When I entered the building, I noticed a framed portrait of Pope Leo XIV in the lobby near the sanctuary doors. 


His expression carried a warm gentleness, as though he were greeting those who entered. I felt a soft welcome in his gaze. I walked silently into the sanctuary, and in my mind the melody of God Help the Outcasts rose like a whispered prayer. 









I did not think of funerals or events here. This was first and foremost a house of worship, and I moved reverently through the stillness as one who is a guest in sacred space.

After some time, I made my way to the cemetery on foot. A light rain began to fall as I walked, but it did not grow heavy. 


When I arrived, I searched first for the resting place of Mary Richardson Kennedy and Saoirse Kennedy Hill. I found them within minutes, and as soon as I did the rain stopped. 

I stood before their graves in quiet recognition. 




I did not think of their final struggles, nor of the manner of their passing. It was enough to remember that they had lived, and that they were once human beings who were loved.

From there I went to search for Eunice and Sargent Shriver and soon found them as well. 
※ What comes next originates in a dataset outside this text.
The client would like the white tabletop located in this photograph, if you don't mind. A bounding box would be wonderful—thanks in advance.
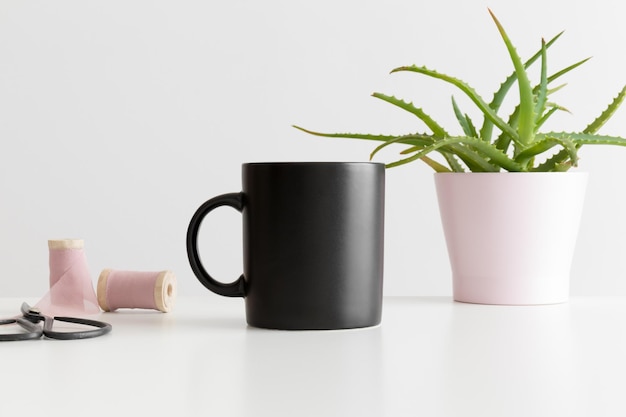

I sat on a nearby stone bench and remained with them for a while. 



I thought about their son Mark, whom I met at the JFK Library in 2016, and about Eunice’s sister Jean, whom I met in 2017. 


They were not distant historical figures but people whose presence had already crossed the path of my own life. Sitting there, I realized I only knew them through documentaries and public memory, and I felt a quiet responsibility to understand them more deeply.
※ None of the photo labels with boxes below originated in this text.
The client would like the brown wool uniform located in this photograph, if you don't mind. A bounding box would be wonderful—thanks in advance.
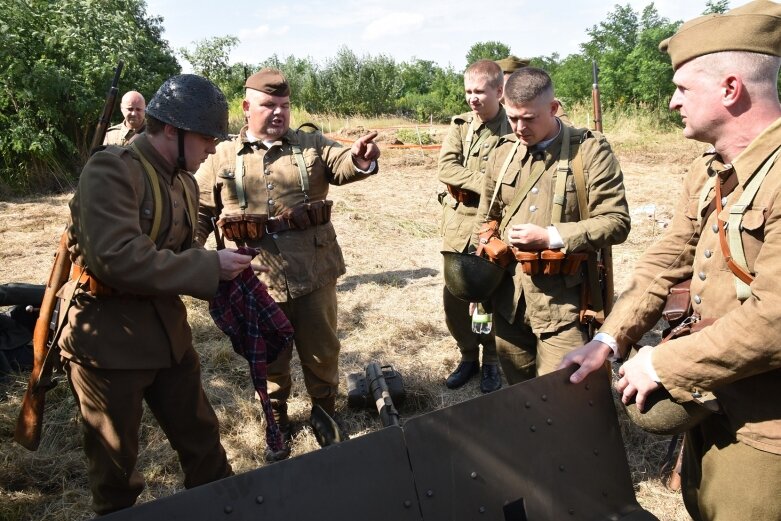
[103,121,146,147]
[473,122,630,383]
[439,105,510,364]
[60,136,231,513]
[600,119,781,519]
[196,129,378,406]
When I finally left the cemetery, I passed Mary and Saoirse again in silence before returning to the road.




 A few minutes later the rain returned, and I was grateful it had waited until after I completed what I had come to do. I had expected to walk the two miles back to Hyannis, but when a bus appeared alongside the road I waved, and the driver stopped to let me on. It felt like a small, kind blessing at the end of the hardest part of the day’s pilgrimage.
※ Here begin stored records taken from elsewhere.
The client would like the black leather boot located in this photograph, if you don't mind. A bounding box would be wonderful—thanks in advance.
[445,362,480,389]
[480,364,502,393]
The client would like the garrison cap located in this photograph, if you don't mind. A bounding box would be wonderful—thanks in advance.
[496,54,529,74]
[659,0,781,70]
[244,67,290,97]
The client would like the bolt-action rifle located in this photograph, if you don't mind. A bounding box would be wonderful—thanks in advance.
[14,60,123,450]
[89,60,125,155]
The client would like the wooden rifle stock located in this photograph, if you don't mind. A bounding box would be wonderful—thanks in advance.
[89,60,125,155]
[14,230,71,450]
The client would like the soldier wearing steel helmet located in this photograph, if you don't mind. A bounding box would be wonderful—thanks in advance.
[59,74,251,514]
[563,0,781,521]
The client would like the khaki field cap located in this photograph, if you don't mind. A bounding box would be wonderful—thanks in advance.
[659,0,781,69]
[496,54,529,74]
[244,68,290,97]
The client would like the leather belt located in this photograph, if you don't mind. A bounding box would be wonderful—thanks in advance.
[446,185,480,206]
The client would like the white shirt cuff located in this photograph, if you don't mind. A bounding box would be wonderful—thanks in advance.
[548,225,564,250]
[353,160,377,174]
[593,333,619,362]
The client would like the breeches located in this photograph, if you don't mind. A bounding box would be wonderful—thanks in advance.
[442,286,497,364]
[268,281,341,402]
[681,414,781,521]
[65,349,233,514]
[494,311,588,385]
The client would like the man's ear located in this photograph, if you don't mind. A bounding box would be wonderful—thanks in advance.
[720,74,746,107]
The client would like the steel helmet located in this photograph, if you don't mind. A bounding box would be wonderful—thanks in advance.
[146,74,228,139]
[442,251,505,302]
I returned to town and made my way to the Hyannis Public Library. 

There I sat with copies of Sarge: The Life and Times of Sargent Shriver and Eunice: The Kennedy Who Changed the World, wanting not only to visit their graves but to understand their lives. 

As I read from Eunice’s biography, I found the following words spoken by her near the end of her life:

I am lucky that I experienced the sting of rejection as a woman who was told that the real power was not for me. I am lucky that I saw my mother and my sister Rosemary treated with the most unbearable rejection. I am lucky that I have had to confront political and social injustice all over the world throughout my career. You might say, ‘Why are you lucky to have had such difficult experiences?’ The answer is quite simple: the combination of the love of my family and the awful sting of rejection helped me develop the confidence I needed to believe that I could make a difference in a positive direction. It is really that simple: love gave me confidence, and adversity gave me purpose.”